O racional subjacente a todo este comportamento é simples: somos um país pequeno, sem escala, pelo que as forças do mercado a isso nos obrigam. Toda a gente parece concordar com esta lógica comercial: a criança/jovem, para ser empregável num mundo global, tem que dominar muito bem o inglês; por outro lado, alguns estabelecimentos de ensino, nomeadamente faculdades, escolhem fornecer os seus cursos só em inglês para aumentar o seu mercado potencial, captando alunos internacionais; finalmente, a importação de produtos culturais é mais barata do que a realização de originais em português.
A questão é verificarmos quais são os custos de seguirmos este caminho. À primeira vista, e no curto prazo, parece uma senda sem custos: tornamo-nos mais competitivos e o português continua a ser a nossa língua. Porém, a médio e longo prazos, este caminho leva, inexoravelmente, ao extermínio do português (como já desapareceram o lusitano ou o latim). É isso que queremos?
O português não é uma língua residual.
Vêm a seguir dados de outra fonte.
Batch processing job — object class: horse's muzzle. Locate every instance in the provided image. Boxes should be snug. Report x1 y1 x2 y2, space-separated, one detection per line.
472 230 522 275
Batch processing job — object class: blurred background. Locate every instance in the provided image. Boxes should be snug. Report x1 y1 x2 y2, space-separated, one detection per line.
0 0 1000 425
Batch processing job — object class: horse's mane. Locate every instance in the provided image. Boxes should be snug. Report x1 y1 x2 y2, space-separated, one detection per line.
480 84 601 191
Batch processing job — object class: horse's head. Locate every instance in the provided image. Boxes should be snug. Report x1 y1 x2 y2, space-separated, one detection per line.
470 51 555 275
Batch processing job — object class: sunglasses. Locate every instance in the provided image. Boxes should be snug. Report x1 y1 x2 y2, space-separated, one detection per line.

O português é a sexta língua mais falada no mundo inteiro, o que a torna um património, para além de cultural e afectivo, comercial. Aliás, os ingleses têm bem noção do valor comercial da sua língua e ganham muito dinheiro com a venda de diplomas, ensino da mesma ou a exportação de produtos culturais. Neste sentido, a subordinação da língua portuguesa à inglesa no espaço nacional é, então, muito questionável.
A nossa língua é um património, não o devemos desbaratar. Aliás, os grandes países não o fazem: os chineses, os russos, os espanhóis ou os japoneses não subordinam as suas línguas ao inglês. Curiosamente, os brasileiros também não.
Sei que Portugal é um país pequeno e que o grande falante da nossa língua é o Brasil. Mas isso não nos deve impedir de preservar a nossa língua, não a subestimar e tomar as rédeas da sua difusão. O castelhano é um bom exemplo: também há mais falantes fora de Espanha do que em Espanha, mas é a Espanha quem lidera a língua (e não lhes passa pela cabeça subordinar o espanhol ao inglês). Esta não é uma discussão entre fechamento ou cosmopolitismo. Trata-se de defender uma cultura, um património.
Por isso, devemos ter mais música cantada em português nas nossas rádios. Por isso, devemos ter mais produções nacionais nas nossas televisões. Por isso, devemos manter todas as licenciaturas em português (fazendo versões em inglês quando a procura assim o justifique). Caso contrário, corremos o risco de, daqui a uns tempos, só os brasileiros falarem português…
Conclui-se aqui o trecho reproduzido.